Stadt Kempen: St.-Martin-Verein freut sich über Spenden
Wurden vom Vorsitzenden Rainer Hamm (rechts) geehrt: Franz-Josef Bodden, Johannes Reimann und Margot Erens (von links). FOTO: Wolfgang Kaiser
Stadt Kempen. Dank der Spenden ist der Zug 2018 schon gesichert. Verdiente Sammler wurden geehrt. Von Silvia Ruf-Stanley

"Schön war es", fasste der Vorsitzende des St.- Martin-Vereins, Rainer Hamm, bei der Mitgliederversammlung den Rückblick auf den Kempener St.-Martinszug zusammen. Das Wetter stimmte, die Kinder hatten wunderschöne Fackeln gebastelt und auch gut mitgesungen im Zug. Hamm dankte den vielen Sammlern, die durch ihr Engagement den Zug in jedem Jahr erst möglich machen. Außerdem galt sein Dank den Schulen und Kindertagesstätten für ihre Beteiligung sowie den vielen Helfern von Rotem Kreuz, Polizei, Technischem Hilfswerk und den Musikern.

Hamm freute sich, dass bei den Planungen für das notwendige Sicherungskonzept der Zugwege spontane Hilfe von Hilfsorganisationen und Polizei gekommen waren. So standen an den Straßen Wagen, die den Zugweg sicherten. Um alle Straßen sperren zu können, half auch die Firma Schönmackers Umweltdienste mit ihren Müllwagen. "Alleine hätten wir das nicht stemmen können", sagte Hamm.

Christoph Endres berichtete vom reibungslosen Ablauf des Kleinkinderzuges. Manche Orte im Umkreis würden Kempen beneiden, dass sie diesen Extra-Zug für kleine Kinder jedes Jahr zustande bringen, erzählte er. Schatzmeister Heinz Wiedefeld, der Nachfolger von Hamm in dieser Position ist, legte einen sehr ausgeglichenen Kassenbericht vor. Das Sammelergebnis stieg um 5,7 Prozent. Die Spendierfreude der Kempener habe wieder zugenommen. Insgesamt sind damit nicht nur die Kosten des diesjährigen Zuges gedeckt, sondern es ist auch bereits der Zug im nächsten Jahr gesichert. Auch für den Zug 2019 sind die Hälfte der Kosten schon gedeckt.

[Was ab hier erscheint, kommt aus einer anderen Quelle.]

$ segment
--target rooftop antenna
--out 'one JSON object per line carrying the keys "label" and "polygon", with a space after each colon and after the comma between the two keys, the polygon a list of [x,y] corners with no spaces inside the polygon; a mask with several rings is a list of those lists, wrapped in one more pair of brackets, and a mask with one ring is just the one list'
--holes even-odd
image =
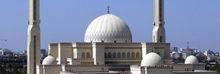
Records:
{"label": "rooftop antenna", "polygon": [[187,41],[187,49],[189,49],[189,41]]}
{"label": "rooftop antenna", "polygon": [[110,14],[110,6],[107,6],[107,13]]}

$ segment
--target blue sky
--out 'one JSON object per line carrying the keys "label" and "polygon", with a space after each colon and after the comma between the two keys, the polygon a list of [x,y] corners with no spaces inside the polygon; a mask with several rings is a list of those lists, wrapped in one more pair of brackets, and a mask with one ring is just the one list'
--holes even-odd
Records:
{"label": "blue sky", "polygon": [[[41,0],[42,48],[51,42],[82,42],[89,23],[111,13],[130,27],[133,41],[150,42],[153,0]],[[166,0],[167,42],[172,46],[220,49],[220,0]],[[0,1],[0,47],[26,49],[28,0]]]}

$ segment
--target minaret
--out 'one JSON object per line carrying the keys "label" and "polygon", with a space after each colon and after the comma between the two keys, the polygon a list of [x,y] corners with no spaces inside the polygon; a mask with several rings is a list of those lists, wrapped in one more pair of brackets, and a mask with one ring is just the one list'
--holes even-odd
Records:
{"label": "minaret", "polygon": [[29,0],[27,74],[36,74],[36,65],[40,65],[39,15],[39,0]]}
{"label": "minaret", "polygon": [[153,42],[166,42],[164,24],[164,0],[154,0]]}

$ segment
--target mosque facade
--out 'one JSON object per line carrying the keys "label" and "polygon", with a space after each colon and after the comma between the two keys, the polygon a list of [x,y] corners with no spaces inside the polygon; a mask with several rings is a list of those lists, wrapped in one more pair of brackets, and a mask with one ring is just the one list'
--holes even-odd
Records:
{"label": "mosque facade", "polygon": [[195,56],[172,63],[164,0],[154,0],[152,42],[133,42],[127,23],[108,11],[89,24],[84,42],[50,43],[48,56],[39,63],[39,0],[29,3],[28,74],[216,74]]}
{"label": "mosque facade", "polygon": [[[160,54],[163,62],[169,60],[169,43],[132,42],[128,25],[113,14],[92,21],[84,38],[84,42],[51,43],[49,54],[58,64],[75,65],[138,65],[149,52]],[[83,61],[75,62],[77,59]]]}

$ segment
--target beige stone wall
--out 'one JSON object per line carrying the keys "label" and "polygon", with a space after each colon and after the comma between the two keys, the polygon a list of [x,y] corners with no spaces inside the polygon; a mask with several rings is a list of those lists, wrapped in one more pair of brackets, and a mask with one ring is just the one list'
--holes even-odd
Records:
{"label": "beige stone wall", "polygon": [[67,58],[73,58],[72,43],[59,43],[58,64],[67,64]]}
{"label": "beige stone wall", "polygon": [[145,74],[172,74],[172,66],[145,67]]}
{"label": "beige stone wall", "polygon": [[174,64],[174,70],[205,70],[205,64]]}
{"label": "beige stone wall", "polygon": [[146,43],[147,53],[158,53],[162,59],[168,59],[170,57],[170,44],[169,43]]}
{"label": "beige stone wall", "polygon": [[[59,46],[59,47],[58,47]],[[106,64],[139,65],[142,56],[149,52],[158,52],[161,57],[169,56],[169,43],[59,43],[50,46],[50,53],[65,63],[66,59],[94,60]],[[62,56],[62,57],[61,57]],[[167,59],[167,58],[166,58]],[[79,60],[78,60],[79,61]],[[81,62],[83,64],[83,62]],[[91,62],[84,62],[91,63]]]}
{"label": "beige stone wall", "polygon": [[91,71],[91,72],[105,72],[108,71],[107,66],[102,66],[102,65],[65,65],[65,71],[67,72],[83,72],[83,71]]}
{"label": "beige stone wall", "polygon": [[90,59],[92,58],[92,44],[91,43],[73,43],[73,57],[74,59]]}
{"label": "beige stone wall", "polygon": [[139,65],[141,60],[141,43],[108,43],[105,45],[106,64]]}
{"label": "beige stone wall", "polygon": [[55,58],[58,58],[58,43],[50,43],[48,49],[49,49],[48,54],[50,54]]}
{"label": "beige stone wall", "polygon": [[174,71],[173,74],[217,74],[215,71]]}
{"label": "beige stone wall", "polygon": [[131,70],[131,74],[144,74],[144,72],[142,72],[141,70],[141,66],[138,65],[132,65],[130,67]]}
{"label": "beige stone wall", "polygon": [[61,65],[38,65],[37,74],[60,74]]}
{"label": "beige stone wall", "polygon": [[105,47],[102,43],[92,44],[94,65],[105,65]]}
{"label": "beige stone wall", "polygon": [[155,52],[162,57],[163,64],[170,62],[170,43],[142,43],[142,56]]}

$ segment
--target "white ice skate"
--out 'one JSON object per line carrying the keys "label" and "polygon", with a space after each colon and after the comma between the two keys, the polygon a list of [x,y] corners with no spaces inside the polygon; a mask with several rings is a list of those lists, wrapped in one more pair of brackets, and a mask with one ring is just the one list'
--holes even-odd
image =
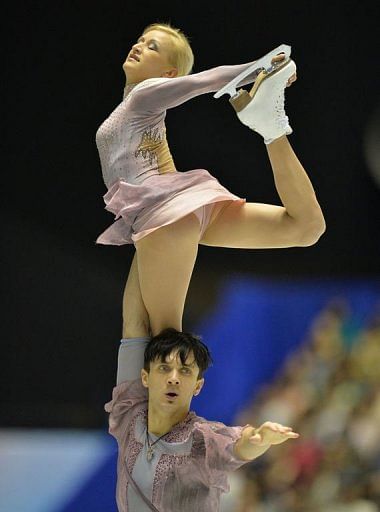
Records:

93 Schulklassen nahmen am Zug teil. Davon erhalten 57 Klassen einen Normalpreis für ihre Fackeln in Höhe von jeweils 130 Euro, 36 erhalten einen Sonderpreis von 185 Euro. Aus einer zweckgebunden Stiftung von Privatleuten können noch einmal fünf Bonusprämien von jeweils 100 Euro verteilt werden. Insgesamt 6000 Euro erhalten die Schulen zusätzlich für soziale Zwecke. Gerne nahm Rainer Hamm die Anregung auf, dass die Schulen einmal in einer Versammlung berichten, welche sozialen Projekte sie unterstützt haben. An einer Schule wurden zum Beispiel Schulbücher für Flüchtlingskinder finanziert. Auf die Kindertagesstätten werden 5680 Euro an Fackelprämien verteilt. Mit Michael Vietoris ist nun auch ein Lehrer der Liebfrauenschule in Mülhausen Mitglied der Fackelprämierungskommission.

Geehrt wurden einige Sammler für ihre langjährige Tätigkeit. Johannes Reimann ist seit 1977 dabei. Margot Erens seit 30 Jahren, St.-Martin-Darsteller Franz-Josef "Jüppi" Trienekens sammelt seit 1993 und Thomas Scheulen ist seit 25 Jahren für die gute Sache unterwegs. Alle erhielten für ihren Einsatz Urkunden. Besonders geehrt wurde Franz-Josef Bodden vom Tambourcorps Wachtendonk, der bereits seit mehr als 50 Jahren beim Kempener St.-Martinszug mitzieht. Peter Royen berichtete, dass er mehrfach gefragt wurde, ob man nicht gegen einen Beitrag Mitglied im Verein werden könnte, ohne zu sammeln. Doch dies lässt die Satzung nicht zu, erklärte Rainer Hamm. Aus der Versammlung wurde angeregt, mit den Kempener Gastronomen zu sprechen, damit Kinder während des Zuges dort die Toiletten benutzen können. Manchmal würde den Kindern dafür von Wirten eine Gebühr abverlangt. Der Vorstand versprach, entsprechende Gespräche zu führen.